Wendy Spires Assistant Editor 19 May 2009

RBS In Talks To Sell Asset Management Arm, No Plans To Divest Coutts - Report

Royal Bank of Scotland is considering selling the asset management division which invests on behalf of the clients of Coutts, its subsidiary UK private bank, according to The Sunday Telegraph.

RBS Asset Management, which manages money for high net worth and institutional investors, had $50 billion of assets under advice at the end of 2008 and is estimated to be worth £500 million.

According to the report, RBS has discussed the potential sale of its asset management business with advisors including Morgan Stanley. The publication added that although RBS had received "unsolicited" approaches from parties interested in buying Coutts, it has no current plans to sell the private bank.

RBS declined to comment on the report when contacted by WealthBriefing.

Market speculation that RBS will look to sell Coutts has grown since the UK government partly nationalised RBS after the bank suffered massive losses stemming from the credit crisis. The bank has been carrying out an extensive review of its operations under Stephen Hester, RBS’s group CEO.

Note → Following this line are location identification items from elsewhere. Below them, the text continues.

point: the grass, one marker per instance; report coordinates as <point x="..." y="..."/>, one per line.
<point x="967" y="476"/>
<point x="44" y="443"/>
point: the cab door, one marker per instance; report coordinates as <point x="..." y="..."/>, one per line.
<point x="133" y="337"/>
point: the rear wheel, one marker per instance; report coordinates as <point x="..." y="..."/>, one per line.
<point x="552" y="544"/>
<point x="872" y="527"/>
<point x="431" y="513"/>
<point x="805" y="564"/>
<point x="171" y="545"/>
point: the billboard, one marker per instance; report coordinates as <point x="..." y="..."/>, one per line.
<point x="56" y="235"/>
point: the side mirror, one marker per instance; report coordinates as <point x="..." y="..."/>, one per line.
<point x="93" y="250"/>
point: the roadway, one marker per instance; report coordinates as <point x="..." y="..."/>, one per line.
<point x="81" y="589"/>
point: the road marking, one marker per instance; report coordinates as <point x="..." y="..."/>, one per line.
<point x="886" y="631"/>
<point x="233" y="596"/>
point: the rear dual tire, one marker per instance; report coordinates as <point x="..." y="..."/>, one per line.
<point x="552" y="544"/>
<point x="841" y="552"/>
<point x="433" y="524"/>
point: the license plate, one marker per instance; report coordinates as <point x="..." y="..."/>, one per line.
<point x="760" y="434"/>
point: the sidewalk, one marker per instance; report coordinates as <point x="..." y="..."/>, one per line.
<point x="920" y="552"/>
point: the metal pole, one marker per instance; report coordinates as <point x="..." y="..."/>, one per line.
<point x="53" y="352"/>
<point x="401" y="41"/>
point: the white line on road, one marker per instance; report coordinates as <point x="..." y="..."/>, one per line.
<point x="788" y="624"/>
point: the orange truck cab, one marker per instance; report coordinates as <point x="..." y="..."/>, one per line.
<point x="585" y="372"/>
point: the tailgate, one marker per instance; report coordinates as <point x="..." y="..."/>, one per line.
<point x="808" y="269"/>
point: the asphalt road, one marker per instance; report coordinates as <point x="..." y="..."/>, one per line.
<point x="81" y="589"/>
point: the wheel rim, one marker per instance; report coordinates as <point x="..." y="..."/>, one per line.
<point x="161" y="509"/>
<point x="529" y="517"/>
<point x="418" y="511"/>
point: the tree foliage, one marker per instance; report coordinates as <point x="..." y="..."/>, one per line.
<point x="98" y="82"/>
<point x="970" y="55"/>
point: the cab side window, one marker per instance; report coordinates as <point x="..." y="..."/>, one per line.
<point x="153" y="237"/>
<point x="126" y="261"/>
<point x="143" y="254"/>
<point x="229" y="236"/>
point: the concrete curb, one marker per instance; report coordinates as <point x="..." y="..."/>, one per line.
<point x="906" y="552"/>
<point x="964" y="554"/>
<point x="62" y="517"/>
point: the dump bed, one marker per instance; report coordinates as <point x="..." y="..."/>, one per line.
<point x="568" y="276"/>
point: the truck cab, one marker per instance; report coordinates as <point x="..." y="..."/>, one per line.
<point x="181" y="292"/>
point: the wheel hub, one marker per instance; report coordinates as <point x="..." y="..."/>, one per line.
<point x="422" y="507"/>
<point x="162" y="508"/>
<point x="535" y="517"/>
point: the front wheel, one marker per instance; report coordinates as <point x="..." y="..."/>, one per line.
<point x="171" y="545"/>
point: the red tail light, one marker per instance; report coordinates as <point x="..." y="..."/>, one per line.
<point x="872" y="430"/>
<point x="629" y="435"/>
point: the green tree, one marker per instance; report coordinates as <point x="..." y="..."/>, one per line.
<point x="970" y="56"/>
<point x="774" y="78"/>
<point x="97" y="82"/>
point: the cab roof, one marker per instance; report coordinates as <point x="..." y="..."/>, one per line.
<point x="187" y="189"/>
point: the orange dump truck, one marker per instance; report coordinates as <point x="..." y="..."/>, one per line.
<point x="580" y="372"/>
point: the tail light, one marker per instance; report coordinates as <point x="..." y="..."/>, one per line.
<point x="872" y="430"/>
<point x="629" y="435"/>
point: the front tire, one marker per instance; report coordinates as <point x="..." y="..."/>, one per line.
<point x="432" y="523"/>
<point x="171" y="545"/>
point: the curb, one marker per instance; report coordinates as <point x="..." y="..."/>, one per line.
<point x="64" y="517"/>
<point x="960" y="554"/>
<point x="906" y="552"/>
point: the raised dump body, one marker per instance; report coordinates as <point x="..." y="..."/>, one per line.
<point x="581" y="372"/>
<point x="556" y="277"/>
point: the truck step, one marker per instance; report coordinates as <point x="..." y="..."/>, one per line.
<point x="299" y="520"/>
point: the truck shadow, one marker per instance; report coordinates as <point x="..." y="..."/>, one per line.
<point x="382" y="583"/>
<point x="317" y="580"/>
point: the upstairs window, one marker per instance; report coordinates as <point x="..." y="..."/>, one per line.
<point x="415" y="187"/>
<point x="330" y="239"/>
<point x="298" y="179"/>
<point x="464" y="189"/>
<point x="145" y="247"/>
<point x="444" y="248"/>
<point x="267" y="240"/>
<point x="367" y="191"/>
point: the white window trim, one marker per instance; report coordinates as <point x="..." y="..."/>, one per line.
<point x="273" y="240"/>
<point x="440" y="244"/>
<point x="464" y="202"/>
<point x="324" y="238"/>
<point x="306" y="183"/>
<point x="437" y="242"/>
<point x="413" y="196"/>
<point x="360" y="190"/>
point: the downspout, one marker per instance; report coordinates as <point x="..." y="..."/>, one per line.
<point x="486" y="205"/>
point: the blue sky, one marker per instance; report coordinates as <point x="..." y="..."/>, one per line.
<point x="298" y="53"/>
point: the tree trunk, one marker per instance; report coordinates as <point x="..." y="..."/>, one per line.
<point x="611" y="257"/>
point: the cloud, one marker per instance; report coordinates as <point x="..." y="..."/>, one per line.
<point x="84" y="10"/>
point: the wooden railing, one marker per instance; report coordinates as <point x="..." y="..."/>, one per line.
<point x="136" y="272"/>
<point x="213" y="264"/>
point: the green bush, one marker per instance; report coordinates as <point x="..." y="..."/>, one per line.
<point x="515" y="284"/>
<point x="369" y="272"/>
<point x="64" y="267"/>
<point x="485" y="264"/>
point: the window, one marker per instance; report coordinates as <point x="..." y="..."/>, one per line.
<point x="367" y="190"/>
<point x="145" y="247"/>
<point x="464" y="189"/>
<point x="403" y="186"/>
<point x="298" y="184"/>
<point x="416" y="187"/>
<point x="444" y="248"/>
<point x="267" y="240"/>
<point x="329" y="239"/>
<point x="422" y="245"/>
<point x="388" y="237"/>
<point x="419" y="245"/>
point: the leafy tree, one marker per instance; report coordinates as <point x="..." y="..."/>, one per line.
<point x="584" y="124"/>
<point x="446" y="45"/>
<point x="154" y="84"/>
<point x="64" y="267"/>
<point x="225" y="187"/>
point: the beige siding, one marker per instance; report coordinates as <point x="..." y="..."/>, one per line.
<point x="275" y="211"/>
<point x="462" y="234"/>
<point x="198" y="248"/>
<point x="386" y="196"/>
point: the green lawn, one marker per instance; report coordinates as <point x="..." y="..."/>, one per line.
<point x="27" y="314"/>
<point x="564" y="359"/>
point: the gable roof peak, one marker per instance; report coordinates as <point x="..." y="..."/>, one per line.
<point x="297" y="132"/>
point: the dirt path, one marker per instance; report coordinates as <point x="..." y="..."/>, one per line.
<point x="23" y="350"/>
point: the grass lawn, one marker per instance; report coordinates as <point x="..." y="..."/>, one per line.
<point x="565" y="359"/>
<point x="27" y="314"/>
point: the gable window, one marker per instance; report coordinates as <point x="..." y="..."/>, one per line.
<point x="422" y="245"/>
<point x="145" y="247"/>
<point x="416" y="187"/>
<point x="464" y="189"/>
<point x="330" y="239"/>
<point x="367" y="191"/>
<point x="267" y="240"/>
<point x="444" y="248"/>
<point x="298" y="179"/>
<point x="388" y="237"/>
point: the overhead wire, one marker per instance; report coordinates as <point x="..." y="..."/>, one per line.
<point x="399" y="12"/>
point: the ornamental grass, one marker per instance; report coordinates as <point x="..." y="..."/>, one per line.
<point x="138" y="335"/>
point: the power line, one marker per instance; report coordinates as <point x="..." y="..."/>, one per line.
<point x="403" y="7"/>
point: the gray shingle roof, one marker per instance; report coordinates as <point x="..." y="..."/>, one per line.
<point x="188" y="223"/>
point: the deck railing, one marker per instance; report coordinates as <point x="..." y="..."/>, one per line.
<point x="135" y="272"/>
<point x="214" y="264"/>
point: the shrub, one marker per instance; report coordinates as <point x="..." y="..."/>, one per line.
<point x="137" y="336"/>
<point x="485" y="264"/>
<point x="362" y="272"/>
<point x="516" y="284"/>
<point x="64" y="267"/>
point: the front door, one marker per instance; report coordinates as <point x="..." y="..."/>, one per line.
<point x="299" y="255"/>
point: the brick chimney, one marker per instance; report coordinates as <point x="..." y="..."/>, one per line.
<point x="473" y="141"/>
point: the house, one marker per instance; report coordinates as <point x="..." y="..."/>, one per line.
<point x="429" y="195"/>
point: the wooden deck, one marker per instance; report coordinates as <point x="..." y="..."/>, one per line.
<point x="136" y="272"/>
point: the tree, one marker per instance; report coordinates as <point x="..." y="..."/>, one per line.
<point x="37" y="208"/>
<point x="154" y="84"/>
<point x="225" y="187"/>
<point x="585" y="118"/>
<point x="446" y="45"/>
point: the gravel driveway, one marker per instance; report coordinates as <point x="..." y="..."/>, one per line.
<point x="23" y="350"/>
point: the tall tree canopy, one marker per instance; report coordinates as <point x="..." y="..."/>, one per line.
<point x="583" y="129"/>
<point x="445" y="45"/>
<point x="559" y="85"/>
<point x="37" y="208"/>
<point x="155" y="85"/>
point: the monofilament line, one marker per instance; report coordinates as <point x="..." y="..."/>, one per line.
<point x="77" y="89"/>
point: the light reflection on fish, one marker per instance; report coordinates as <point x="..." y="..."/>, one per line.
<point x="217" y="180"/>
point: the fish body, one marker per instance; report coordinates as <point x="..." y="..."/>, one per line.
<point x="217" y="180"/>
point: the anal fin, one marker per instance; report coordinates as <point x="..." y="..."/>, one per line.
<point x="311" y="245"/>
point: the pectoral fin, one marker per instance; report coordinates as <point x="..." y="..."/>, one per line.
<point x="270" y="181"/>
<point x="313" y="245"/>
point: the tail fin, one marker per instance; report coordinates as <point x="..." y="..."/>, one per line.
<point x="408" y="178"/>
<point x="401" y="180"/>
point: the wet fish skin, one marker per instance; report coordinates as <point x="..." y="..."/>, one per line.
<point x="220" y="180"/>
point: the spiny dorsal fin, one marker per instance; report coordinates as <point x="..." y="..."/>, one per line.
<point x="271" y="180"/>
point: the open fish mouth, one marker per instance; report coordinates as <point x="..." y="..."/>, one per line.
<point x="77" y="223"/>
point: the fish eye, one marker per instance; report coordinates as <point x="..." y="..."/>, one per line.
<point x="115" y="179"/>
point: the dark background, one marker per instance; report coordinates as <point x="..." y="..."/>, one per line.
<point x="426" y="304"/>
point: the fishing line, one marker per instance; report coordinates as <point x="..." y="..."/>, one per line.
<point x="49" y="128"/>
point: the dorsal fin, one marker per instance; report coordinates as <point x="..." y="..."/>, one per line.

The prestige of Coutts - of which Queen Elizabeth II is a client - would make the private bank an attractive acquisition for a number of firms, but equally the cachet of the Coutts brand is such that RBS could understandably view a divestiture with reluctance. 

RBS’s UK wealth management division, which includes Coutts, recorded an operating profit of £82 million in the first quarter of this year, down from £104 million in the same period last year.

The UK wealth division logged total income of £188 million in the latest quarter, down from £210 million a year before. Assets under management, excluding deposits, fell by 20 per cent over the year to £15.1 billion.

For the group as a whole, RBS reported a first-quarter loss attributable to ordinary shareholders of £857 million, compared with an equivalent profit of £245 million a year before.